The remarkable viral portal vertex: structure and a plausible model for mechanism

Abstract

Many icosahedral viruses including tailed bacteriophages and herpes viruses have a unique portal vertex where a dodecameric protein ring is associated with a fivefold capsid shell. While the peripheral regions of the portal ring are involved in capsid assembly, its central channel is used to transport DNA into and out of capsid during genome packaging and infection. Though the atomic structure of this highly conserved, turbine-shaped, portal is known for nearly two decades, its molecular mechanism remains a mystery. Recent high-resolution in situ structures reveal various conformational states of the portal and the asymmetric interactions between the 12-fold portal and the fivefold capsid. These lead to a valve-like mechanism for this symmetry-mismatched portal vertex that regulates DNA flow through the channel, a critical function for high fidelity assembly of an infectious virion.

Figure 1.

Structures of the portal assemblies from different tailed phages and herpes viruses. For each portal, the side and top views are shown with the subunits alternately colored green and magenta. In the case of the phage SPP1 portal, one subunit is colored black because the recombinantly produced portal used for structure determination was a 13-mer. The individual subunits of the portal proteins are shown in rainbow colors, ranging from blue at the N-terminus to red at the C-terminus. The Protein Data Bank identification numbers are shown in parentheses.

Figure 2.

Domains of representative portal proteins from phage T4, phage T7, and Kaposi’s sarcoma associated herpesvirus (KSHV). The crown region (referred to as “wall” in the case of KSHV) of each portal is colored orange, wing domain is green, the stem region is blue, and the clip region is magenta. The barrel region of the T7 portal is colored red. For phage T4, the capsid protein subunits associated with the portal at the five-fold vertex are shown in gray. For phage T7, the tail adaptor (“neck”) protein attached to the portal is shown in cyan, and the tail nozzle protein is shown in grey. The clip domain of KSHV portal contains a large ∼130-aa “turret” insertion consisting of tentacle helices.
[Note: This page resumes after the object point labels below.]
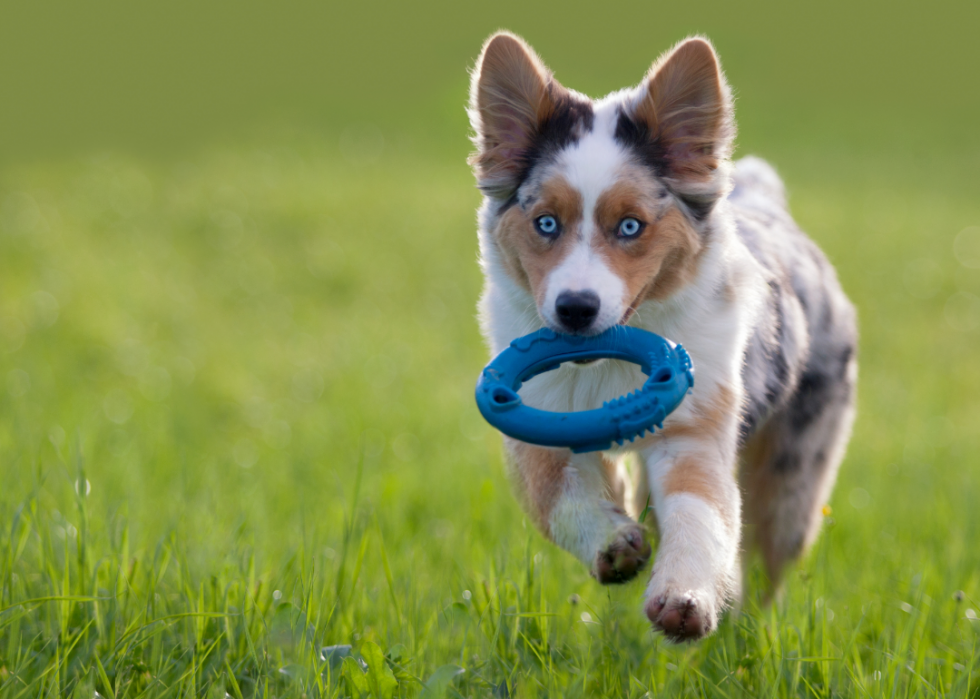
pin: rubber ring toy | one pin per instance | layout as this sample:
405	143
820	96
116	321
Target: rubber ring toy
668	366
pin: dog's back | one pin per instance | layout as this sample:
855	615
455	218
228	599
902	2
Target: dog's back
799	372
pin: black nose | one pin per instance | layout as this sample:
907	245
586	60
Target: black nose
577	309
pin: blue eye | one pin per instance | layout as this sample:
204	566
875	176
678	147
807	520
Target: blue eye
630	228
546	226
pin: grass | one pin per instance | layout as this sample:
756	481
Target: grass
237	435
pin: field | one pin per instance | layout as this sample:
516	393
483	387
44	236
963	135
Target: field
239	453
224	450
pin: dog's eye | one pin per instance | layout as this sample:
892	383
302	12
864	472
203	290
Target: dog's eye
547	226
630	228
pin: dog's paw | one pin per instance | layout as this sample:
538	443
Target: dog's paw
684	616
624	557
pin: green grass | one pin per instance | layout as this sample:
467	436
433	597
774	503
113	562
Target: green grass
237	426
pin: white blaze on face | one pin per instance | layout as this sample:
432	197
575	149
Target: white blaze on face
591	166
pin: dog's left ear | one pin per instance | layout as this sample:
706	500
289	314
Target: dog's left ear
511	95
683	114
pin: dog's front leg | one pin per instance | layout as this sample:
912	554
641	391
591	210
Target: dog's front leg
573	500
692	476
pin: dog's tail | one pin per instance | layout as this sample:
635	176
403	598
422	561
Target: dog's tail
755	177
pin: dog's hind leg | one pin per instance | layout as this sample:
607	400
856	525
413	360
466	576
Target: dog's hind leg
790	465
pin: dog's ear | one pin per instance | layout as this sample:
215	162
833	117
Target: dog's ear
511	96
683	112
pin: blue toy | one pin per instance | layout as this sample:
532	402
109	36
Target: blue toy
623	419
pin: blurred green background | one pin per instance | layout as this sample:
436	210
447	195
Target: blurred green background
165	78
237	348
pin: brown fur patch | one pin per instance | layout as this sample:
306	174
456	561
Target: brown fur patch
663	257
537	474
529	256
510	95
708	419
687	109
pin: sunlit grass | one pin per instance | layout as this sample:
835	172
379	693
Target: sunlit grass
237	428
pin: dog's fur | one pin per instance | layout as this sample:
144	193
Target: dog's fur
719	266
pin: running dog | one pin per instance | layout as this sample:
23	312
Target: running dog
628	209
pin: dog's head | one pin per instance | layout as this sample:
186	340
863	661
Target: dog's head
598	206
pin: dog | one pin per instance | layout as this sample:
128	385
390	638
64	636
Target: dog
629	209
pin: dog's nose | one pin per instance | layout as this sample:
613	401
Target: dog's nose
577	309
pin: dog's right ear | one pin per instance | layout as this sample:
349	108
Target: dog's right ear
510	97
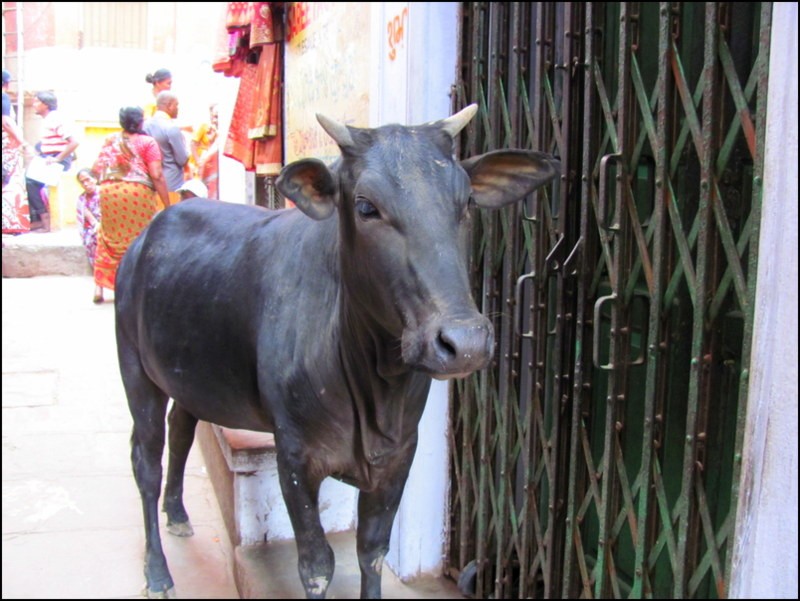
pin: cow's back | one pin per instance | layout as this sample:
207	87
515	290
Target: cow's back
205	292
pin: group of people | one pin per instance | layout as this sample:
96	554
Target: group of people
142	169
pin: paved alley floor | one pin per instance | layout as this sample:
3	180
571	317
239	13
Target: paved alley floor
72	519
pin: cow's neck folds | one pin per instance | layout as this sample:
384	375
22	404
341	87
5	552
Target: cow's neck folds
388	397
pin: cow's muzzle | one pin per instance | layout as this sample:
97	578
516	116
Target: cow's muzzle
450	348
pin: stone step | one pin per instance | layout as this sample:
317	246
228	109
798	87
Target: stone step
243	467
58	252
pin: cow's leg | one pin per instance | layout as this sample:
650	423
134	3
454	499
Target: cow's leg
376	511
148	406
315	560
181	435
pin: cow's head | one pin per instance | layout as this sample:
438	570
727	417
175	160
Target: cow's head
402	201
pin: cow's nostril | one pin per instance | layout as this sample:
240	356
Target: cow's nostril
445	344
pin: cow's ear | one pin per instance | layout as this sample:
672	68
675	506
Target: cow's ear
505	176
310	185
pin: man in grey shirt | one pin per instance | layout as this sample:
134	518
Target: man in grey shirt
174	153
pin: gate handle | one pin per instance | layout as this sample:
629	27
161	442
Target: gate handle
598	305
603	194
518	304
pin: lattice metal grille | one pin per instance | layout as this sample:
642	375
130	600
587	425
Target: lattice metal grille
596	457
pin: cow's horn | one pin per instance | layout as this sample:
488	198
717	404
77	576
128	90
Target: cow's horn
337	131
453	125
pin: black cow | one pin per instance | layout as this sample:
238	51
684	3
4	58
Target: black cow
323	325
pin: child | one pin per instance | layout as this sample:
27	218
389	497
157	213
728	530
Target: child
88	208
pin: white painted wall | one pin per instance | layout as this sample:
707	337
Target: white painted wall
412	74
765	553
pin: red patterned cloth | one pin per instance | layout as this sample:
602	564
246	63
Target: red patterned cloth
254	136
127	208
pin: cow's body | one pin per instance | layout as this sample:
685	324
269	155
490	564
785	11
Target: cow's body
325	331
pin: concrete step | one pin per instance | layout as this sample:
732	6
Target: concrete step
59	252
242	466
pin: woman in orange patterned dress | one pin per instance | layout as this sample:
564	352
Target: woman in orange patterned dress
130	175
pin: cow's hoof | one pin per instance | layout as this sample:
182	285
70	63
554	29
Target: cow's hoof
180	529
166	593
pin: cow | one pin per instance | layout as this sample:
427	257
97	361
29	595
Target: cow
323	323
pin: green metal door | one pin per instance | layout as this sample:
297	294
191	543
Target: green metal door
598	456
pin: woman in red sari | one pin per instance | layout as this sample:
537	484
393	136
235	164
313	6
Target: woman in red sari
130	175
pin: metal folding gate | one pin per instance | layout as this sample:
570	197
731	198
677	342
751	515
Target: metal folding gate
599	454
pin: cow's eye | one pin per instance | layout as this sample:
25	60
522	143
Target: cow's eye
367	210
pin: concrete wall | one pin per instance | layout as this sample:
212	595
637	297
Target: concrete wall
369	64
765	554
415	52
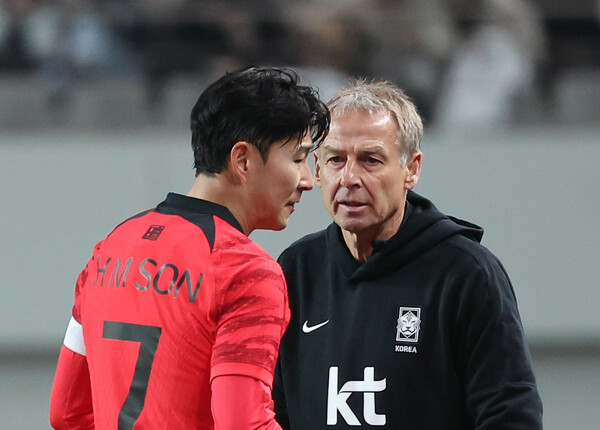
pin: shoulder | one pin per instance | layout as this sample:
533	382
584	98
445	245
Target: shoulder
313	244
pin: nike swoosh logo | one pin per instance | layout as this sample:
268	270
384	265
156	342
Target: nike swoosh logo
307	329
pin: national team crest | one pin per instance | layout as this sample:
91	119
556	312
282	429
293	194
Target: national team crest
409	324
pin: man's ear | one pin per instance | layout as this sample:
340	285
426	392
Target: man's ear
317	169
240	160
414	170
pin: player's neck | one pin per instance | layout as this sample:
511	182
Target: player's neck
220	190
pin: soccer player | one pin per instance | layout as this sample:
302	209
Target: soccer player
400	317
178	315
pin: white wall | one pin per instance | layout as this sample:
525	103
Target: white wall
534	191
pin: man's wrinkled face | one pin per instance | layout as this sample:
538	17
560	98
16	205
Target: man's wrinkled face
363	181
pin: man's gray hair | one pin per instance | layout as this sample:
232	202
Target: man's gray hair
382	97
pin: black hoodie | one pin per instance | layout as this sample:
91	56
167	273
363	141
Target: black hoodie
425	334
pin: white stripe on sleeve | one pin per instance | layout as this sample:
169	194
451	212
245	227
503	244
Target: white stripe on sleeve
74	337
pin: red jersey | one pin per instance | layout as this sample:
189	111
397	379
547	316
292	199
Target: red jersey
171	299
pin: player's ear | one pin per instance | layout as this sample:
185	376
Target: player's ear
317	169
239	159
414	170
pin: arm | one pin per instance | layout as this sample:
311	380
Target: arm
252	318
241	402
71	397
500	386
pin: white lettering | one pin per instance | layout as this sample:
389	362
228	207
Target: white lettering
336	400
403	348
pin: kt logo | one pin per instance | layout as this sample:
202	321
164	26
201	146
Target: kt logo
336	400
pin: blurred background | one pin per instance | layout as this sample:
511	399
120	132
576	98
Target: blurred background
95	98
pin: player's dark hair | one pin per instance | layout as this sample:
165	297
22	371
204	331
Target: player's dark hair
259	105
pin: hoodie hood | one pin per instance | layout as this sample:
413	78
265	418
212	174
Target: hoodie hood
423	227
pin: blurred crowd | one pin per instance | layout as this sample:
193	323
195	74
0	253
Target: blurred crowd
483	63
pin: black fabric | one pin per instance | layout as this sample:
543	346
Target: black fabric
466	366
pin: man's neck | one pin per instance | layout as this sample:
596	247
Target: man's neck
218	189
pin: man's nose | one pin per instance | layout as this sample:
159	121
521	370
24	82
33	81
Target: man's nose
349	176
307	181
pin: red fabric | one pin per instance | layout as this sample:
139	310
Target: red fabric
71	397
240	402
194	313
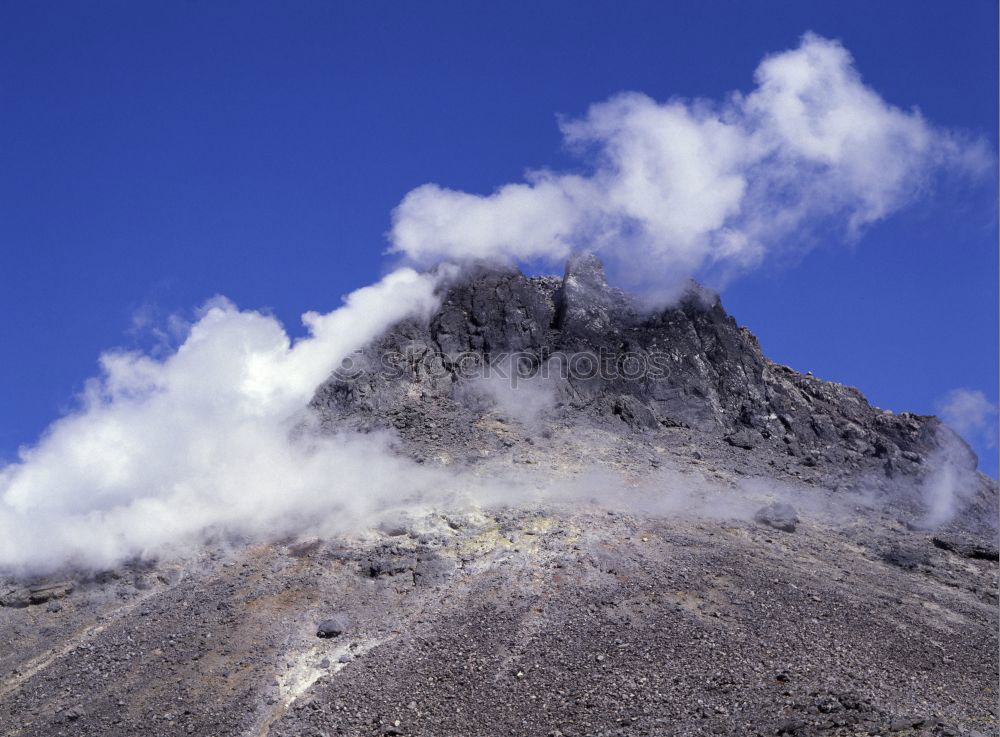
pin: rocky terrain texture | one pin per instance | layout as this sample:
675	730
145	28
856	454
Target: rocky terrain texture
751	552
The points of this unmodelled insertion are indicated by arrows.

Figure 3.

Symmetry mismatch accommodation in the portal-capsid interface of phage T4. (a) The flexible components of the portal subunits that make contacts with the capsid and their surrounding capsid environment. The capsid proteins are colored in pink, cyan or gray. The five surrounding capsid protein subunits (pink) are labeled as “S” subunits and the five that are more distant to portal (cyan) are labeled as “D” subunits. The portal subunits are shown in both surface view and ribbon diagram and labeled 1–12. The surface view is shown semitransparently. Alternate portal subunits are colored in blue or orange. For the portal subunits, only the regions that make contacts with the capsid are shown. The potential methionine-metal clusters that anchor the portal to the capsid are indicated using red arrows and the corresponding portal subunits are labeled as p and p+5. (b-e) Superimposition of the twelve portal subunits showing high conformational variations in their capsid-interfacing regions. (f, g) The potential methionine-metal clusters form between the N-whisker methionine (M1) of portal subunits p or p+5, and methionines M98 and M284 and histidine H282 of the capsid protein subunits. The figure is adapted from Fang et al. 2020.

Figure 4.

The Open and Closed conformational states of the portal. (a) The open states of the portals of thermophilic bacteriophage P23–45 (PDB ID: 6QJT) [29] and phage T7 (PDB ID: 7BP0) [27]. (b) The closed states of the portals of phage G20c (PDB ID: 6IBG) [31] and T7 (PDB ID: 7BOU) [27].